There are few things crueller than the death of a child. It is a loss of such life-altering magnitude that it seems incredible bereaved parents are able to carry on.

Obviously, crucial to a family’s ability to get through this most difficult time is the support of those around them. This support should not come solely from friends and relatives. The state has its part to play, too.

South of the Border, councils have abolished charges for the burials of children. This is a small but important gesture, removing a level of bureaucratic and financial stress from parents already trying to get through the darkest days of their lives.

The Labour MP Carolyn Harris – who had to get a loan to pay for her eight-year-old son Martin’s funeral – has played a leading role in persuading local authorities across England and Wales to waive the cost of burying a child. Now she wants Scotland to follow suit.

Ms Harris has written to First Minister Nicola Sturgeon asking the Scottish Government to step in and cover interment fees which are still charged by eight councils.

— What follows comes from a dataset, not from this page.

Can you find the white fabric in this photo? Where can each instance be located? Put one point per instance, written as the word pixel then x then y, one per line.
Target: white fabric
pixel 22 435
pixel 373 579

We sincerely hope the First Minister is sympathetic to Ms Harris’s request. Around 400 Scottish families lose a child each year and with burial costs reaching as much as £800, many are forced into debt just to see that their son or daughter is laid to rest with dignity.

In the great scheme of thing, the cost to the Scottish Government of covering these charges would be negligible yet the impact would be huge.

Currently, parents may or may not be charged for their child’s interment depending on where in the country they live. The existence of this bleak lottery is not acceptable.

The Scotsman believes that there are debates to be had about the value of universal benefits in a number of areas but common decency says no discussion is required in this instance.

We Scots are fond of telling ourselves – and anyone who cares to listen – that we are a peculiarly compassionate people with an innate sense of right and wrong.

Perhaps this is the view seen in a rose-tinted mirror but if we aspire to see the decent, fair society that we so often say we do, then the case for ending charges for the burial of children is cut and dried.

Nicola Sturgeon has the power to do the right thing. We hope she does just that.